Мухи сонно и недовольно гудели по потолку жаркой, темной избы. Каждую ночь что-нибудь будило их. То корова чесалась боком о стену избы; то крыса пробегала по отрывисто звенящим клавишам фортепиано и, сорвавшись, с треском падала в черепки, заботливо складываемые тетей в угол; то старый черный кот с зелеными глазами поздно возвращался откуда-то домой и лениво просился в избу; или же прилетал вот этот филин, криками своими пророчивший беду. И тетя, пересиливая дремоту, отмахиваясь от мух, в темноте лезших в глаза, вставала, шарила по лавкам, хлопала дверью — и, выйдя на порог, наугад запускала вверх, в звездное небо, скалку. Филин, с шорохом, задевая крыльями солому, срывался с крыши — и низко падал куда-то в темноту. Он почти касался земли, плавно доносился до риги и, взмыв, садился на ее хребет. И в усадьбу опять доносился его плач. Он сидел, как будто что-то вспоминая, — и вдруг испускал вопль изумления; смолкал — и внезапно принимался истерически ухать, хохотать и взвизгивать; опять смолкал — и разражался стонами, всхлипываниями, рыданиями... А ночи, темные, теплые, с лиловыми тучками, были спокойны, спокойны. Сонно бежал и струился лепет сонных тополей. 3арница осторожно мелькала над темным Трошиным лесом — и тепло, сухо пахло дубом. Возле леса, над равнинами овсов, на прогалине неба среди туч, горел серебряным треугольником, могильным голубцом Скорпион...
Поздно возвращались мы в усадьбу. Надышавшись росой, свежестью степи, полевых цветов и трав, осторожно поднимались мы на крыльцо, входили в темную прихожую. И часто заставали Наталью на молитве перед образом Меркурия. Босая, маленькая, поджав руки, стояла она перед ним, шептала что-то, крестилась, низко кланялась ему, невидному в темноте, — и все это так просто, точно беседовала она с кем-то близким, тоже простым, добрым, милостивым.

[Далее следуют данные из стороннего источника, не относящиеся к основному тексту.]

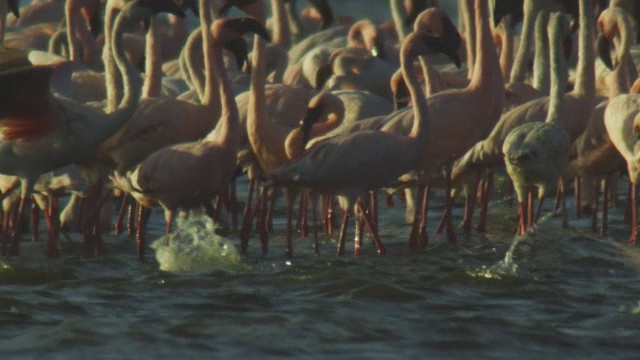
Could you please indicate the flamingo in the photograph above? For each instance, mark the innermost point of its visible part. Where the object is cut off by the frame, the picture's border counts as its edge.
(44, 131)
(348, 165)
(190, 175)
(576, 106)
(535, 154)
(5, 7)
(595, 155)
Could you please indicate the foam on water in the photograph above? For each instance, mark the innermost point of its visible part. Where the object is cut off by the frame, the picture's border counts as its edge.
(195, 247)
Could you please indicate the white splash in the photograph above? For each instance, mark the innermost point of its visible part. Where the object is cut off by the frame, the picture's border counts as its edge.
(195, 247)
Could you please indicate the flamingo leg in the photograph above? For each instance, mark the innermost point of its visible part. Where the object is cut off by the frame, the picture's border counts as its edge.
(423, 238)
(35, 221)
(314, 214)
(357, 241)
(120, 219)
(605, 207)
(521, 224)
(634, 217)
(470, 204)
(376, 239)
(594, 208)
(343, 232)
(484, 210)
(304, 226)
(415, 227)
(578, 196)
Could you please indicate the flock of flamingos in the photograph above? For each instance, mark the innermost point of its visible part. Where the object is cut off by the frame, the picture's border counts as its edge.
(116, 98)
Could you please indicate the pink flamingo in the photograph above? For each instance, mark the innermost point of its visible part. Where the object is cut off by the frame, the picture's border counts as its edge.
(349, 165)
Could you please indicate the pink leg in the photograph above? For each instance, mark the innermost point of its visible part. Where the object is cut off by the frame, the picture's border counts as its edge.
(119, 221)
(578, 193)
(35, 222)
(343, 232)
(605, 206)
(634, 217)
(368, 221)
(415, 228)
(484, 210)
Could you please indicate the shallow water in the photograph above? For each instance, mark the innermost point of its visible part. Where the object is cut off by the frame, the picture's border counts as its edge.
(559, 294)
(564, 294)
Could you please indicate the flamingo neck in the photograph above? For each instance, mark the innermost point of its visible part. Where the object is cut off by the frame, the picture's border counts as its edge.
(559, 74)
(469, 21)
(187, 63)
(541, 56)
(506, 51)
(130, 76)
(620, 82)
(227, 130)
(281, 29)
(399, 14)
(487, 78)
(112, 76)
(519, 71)
(211, 96)
(153, 63)
(585, 70)
(419, 130)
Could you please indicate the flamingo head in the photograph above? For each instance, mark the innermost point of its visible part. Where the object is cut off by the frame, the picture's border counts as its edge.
(226, 30)
(253, 8)
(142, 10)
(324, 9)
(14, 7)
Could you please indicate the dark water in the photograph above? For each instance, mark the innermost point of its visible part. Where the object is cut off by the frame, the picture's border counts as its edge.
(565, 294)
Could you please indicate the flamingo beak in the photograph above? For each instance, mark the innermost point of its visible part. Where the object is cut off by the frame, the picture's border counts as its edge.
(324, 8)
(604, 50)
(95, 22)
(310, 118)
(239, 49)
(246, 25)
(158, 6)
(15, 8)
(322, 75)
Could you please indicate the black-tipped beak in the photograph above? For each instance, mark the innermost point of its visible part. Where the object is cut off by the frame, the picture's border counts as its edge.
(324, 8)
(603, 46)
(14, 7)
(158, 6)
(442, 46)
(310, 117)
(228, 4)
(190, 5)
(239, 49)
(95, 22)
(322, 75)
(246, 25)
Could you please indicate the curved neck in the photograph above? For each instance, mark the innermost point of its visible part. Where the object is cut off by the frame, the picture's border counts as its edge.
(486, 72)
(559, 74)
(399, 14)
(420, 126)
(228, 128)
(506, 51)
(466, 9)
(620, 83)
(211, 96)
(153, 62)
(112, 76)
(188, 65)
(130, 76)
(281, 29)
(585, 70)
(541, 57)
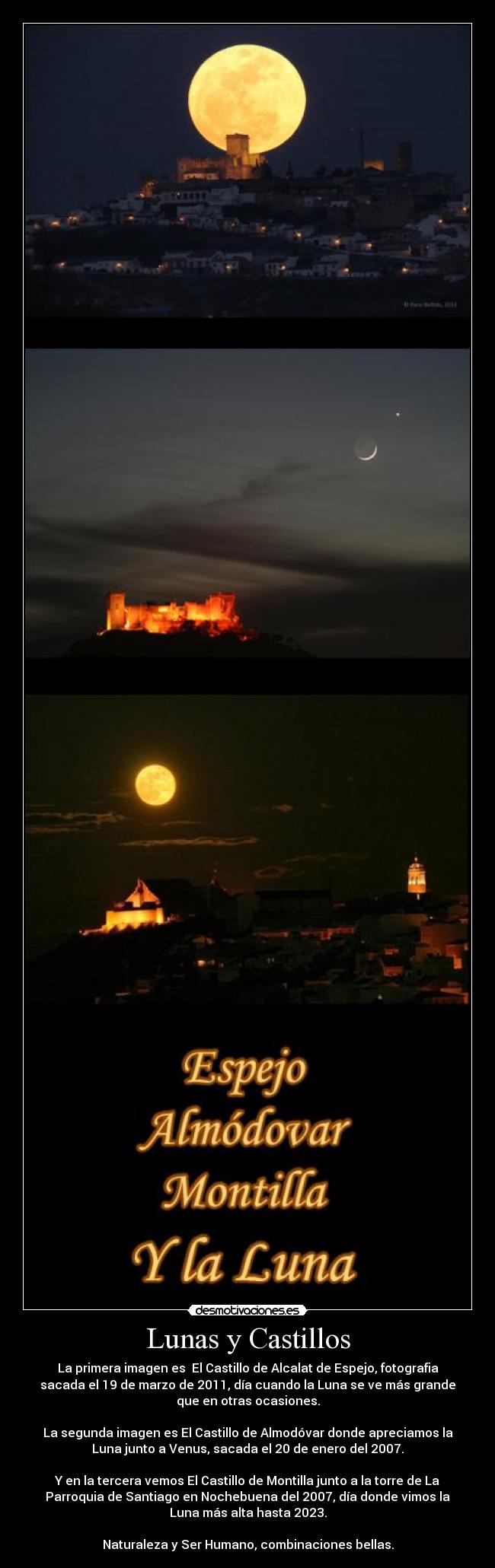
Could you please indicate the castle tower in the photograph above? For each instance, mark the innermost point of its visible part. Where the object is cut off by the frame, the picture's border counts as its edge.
(115, 612)
(417, 879)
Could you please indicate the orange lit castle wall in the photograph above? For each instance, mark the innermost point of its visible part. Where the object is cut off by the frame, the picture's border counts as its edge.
(121, 919)
(217, 613)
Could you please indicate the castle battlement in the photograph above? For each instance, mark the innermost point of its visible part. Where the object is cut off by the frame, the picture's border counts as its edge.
(216, 613)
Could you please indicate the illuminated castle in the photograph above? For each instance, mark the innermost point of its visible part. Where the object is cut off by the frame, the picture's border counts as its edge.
(417, 879)
(236, 164)
(140, 908)
(216, 613)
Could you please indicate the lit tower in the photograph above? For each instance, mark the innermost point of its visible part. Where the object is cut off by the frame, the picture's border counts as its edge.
(417, 879)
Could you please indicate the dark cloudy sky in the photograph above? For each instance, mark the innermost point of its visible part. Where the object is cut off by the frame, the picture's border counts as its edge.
(109, 100)
(274, 790)
(177, 472)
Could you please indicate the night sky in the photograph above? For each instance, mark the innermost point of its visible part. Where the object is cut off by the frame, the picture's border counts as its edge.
(110, 100)
(274, 792)
(171, 474)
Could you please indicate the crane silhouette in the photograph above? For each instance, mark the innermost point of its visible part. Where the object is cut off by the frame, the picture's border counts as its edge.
(362, 129)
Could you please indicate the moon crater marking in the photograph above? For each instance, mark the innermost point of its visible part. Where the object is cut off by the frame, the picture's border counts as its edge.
(155, 784)
(251, 91)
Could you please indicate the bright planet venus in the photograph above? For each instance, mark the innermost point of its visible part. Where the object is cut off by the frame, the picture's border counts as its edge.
(156, 784)
(248, 91)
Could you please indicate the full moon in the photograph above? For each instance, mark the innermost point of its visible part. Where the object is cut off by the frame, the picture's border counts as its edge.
(248, 91)
(155, 784)
(365, 449)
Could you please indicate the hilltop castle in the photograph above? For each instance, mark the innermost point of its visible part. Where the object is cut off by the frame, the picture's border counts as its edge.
(216, 613)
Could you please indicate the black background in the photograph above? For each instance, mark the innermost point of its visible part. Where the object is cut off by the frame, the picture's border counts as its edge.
(398, 1185)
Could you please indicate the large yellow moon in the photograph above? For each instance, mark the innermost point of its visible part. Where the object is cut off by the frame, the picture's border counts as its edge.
(248, 91)
(156, 784)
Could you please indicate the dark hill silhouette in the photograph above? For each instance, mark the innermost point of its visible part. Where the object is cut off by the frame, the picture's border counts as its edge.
(189, 644)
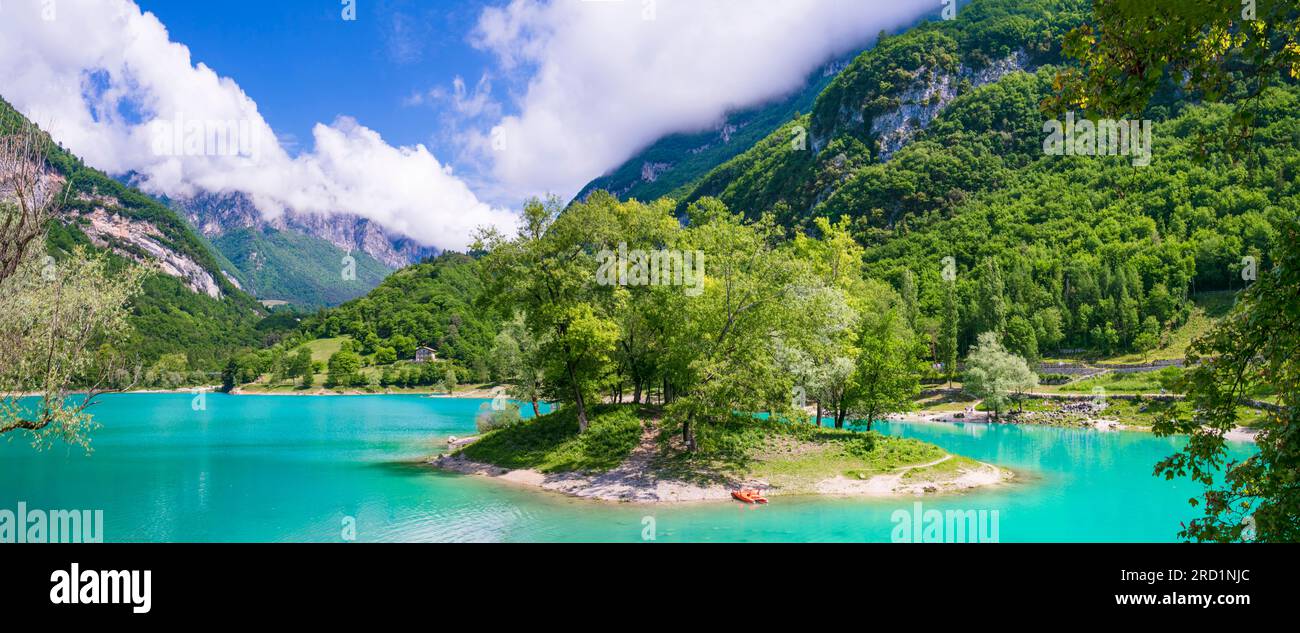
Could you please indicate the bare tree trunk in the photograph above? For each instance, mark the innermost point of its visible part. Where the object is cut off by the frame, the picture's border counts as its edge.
(577, 398)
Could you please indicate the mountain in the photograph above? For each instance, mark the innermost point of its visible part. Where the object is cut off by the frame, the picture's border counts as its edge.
(299, 269)
(675, 161)
(883, 100)
(931, 148)
(213, 215)
(190, 306)
(297, 258)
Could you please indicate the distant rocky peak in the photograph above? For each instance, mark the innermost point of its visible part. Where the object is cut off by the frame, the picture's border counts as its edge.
(217, 213)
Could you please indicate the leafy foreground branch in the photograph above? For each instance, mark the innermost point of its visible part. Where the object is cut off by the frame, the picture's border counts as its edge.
(57, 316)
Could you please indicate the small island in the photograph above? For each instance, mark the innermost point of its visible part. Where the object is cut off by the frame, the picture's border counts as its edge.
(632, 454)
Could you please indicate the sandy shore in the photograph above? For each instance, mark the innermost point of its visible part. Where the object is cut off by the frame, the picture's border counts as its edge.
(1238, 434)
(635, 481)
(895, 485)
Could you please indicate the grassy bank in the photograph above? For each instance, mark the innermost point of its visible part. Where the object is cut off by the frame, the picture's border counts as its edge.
(792, 458)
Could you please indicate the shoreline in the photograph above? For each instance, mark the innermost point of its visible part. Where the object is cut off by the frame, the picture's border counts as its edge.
(1100, 424)
(632, 482)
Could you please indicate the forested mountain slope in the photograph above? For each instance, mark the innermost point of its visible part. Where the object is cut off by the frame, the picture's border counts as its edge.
(930, 147)
(190, 306)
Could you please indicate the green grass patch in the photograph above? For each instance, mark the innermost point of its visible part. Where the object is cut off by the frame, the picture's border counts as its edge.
(553, 445)
(940, 472)
(1208, 308)
(1116, 382)
(791, 456)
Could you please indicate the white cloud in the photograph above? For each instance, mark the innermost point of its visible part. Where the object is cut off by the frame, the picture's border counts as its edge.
(606, 78)
(100, 73)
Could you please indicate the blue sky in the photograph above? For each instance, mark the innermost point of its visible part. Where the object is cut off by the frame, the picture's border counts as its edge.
(430, 117)
(303, 64)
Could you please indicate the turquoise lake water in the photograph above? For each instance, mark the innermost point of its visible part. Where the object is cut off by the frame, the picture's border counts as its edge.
(281, 468)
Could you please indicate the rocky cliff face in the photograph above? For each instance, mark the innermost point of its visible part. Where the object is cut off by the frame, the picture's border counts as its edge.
(143, 242)
(217, 213)
(927, 96)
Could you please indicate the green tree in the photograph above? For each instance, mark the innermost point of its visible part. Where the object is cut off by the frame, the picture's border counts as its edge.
(948, 332)
(1125, 53)
(300, 364)
(343, 369)
(992, 298)
(1021, 339)
(52, 313)
(230, 376)
(996, 376)
(450, 381)
(550, 273)
(518, 360)
(888, 369)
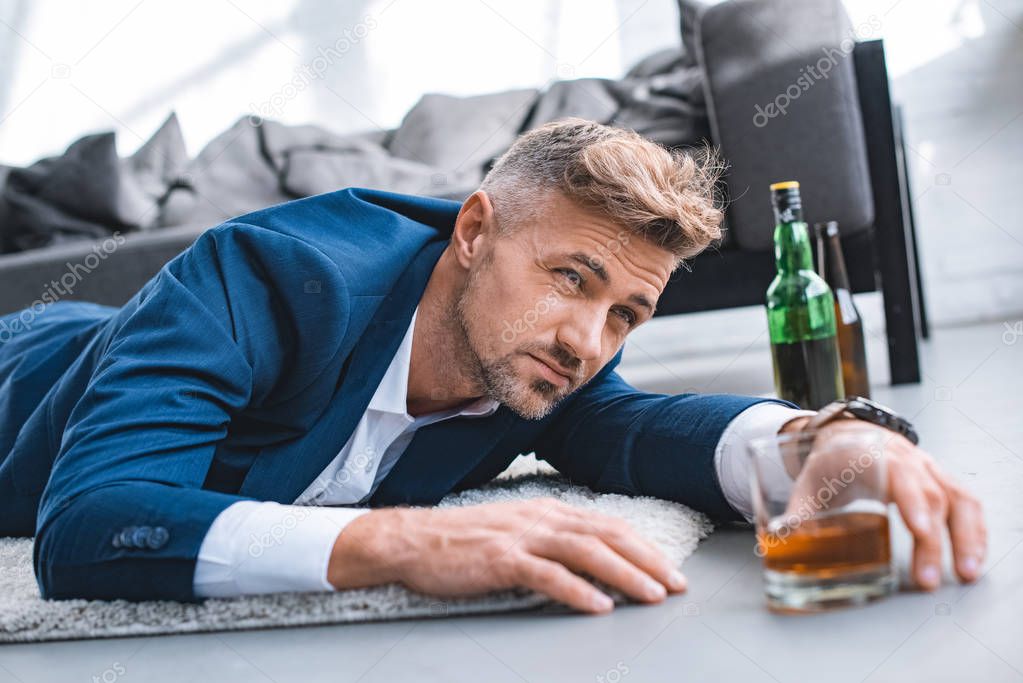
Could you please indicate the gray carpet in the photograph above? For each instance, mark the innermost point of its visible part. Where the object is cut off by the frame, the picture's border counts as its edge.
(26, 617)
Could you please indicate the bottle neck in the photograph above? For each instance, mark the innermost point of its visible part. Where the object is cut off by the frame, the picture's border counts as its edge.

— Наталья? — тихо окликали мы.
— Я-с? — тихо и просто отзывалась она, прерывая молитву.
— Что же ты не спишь до сих пор?
— Да авось еще в могиле-с наспимся...
Мы садились на коник, раскрывали окно; она стояла, поджав руки. Таинственно мелькали зарницы, озаряя темные горницы; перепел бил где-то далеко в росистой степи. Предостерегающе-тревожно крякала проснувшаяся на пруде утка...
— Гуляли-с?
— Гуляли.
— Что ж, дело молодое... Мы, бывалыча, так-то все ночи напролет прогуливали... Одна заря выгонит, другая загонит...
— Хорошо жилось прежде?
— Хорошо-с...
И наступало долгое молчание.
— Чего это, нянечка, филин кричит? — говорила сестра.
— Не судом кричит-с, пропасти на него нету. Хоть бы из ружья постращать. А то прямо жуть, все думается: либо к беде какой? И все барышню пугает. А она ведь до смерти пуглива!
— А как захворала она?
— Да известно-с: все слезы, слезы, тоска... Потом молиться зачали... Да все лютее с нами, с девками, да все сердитей с братцами...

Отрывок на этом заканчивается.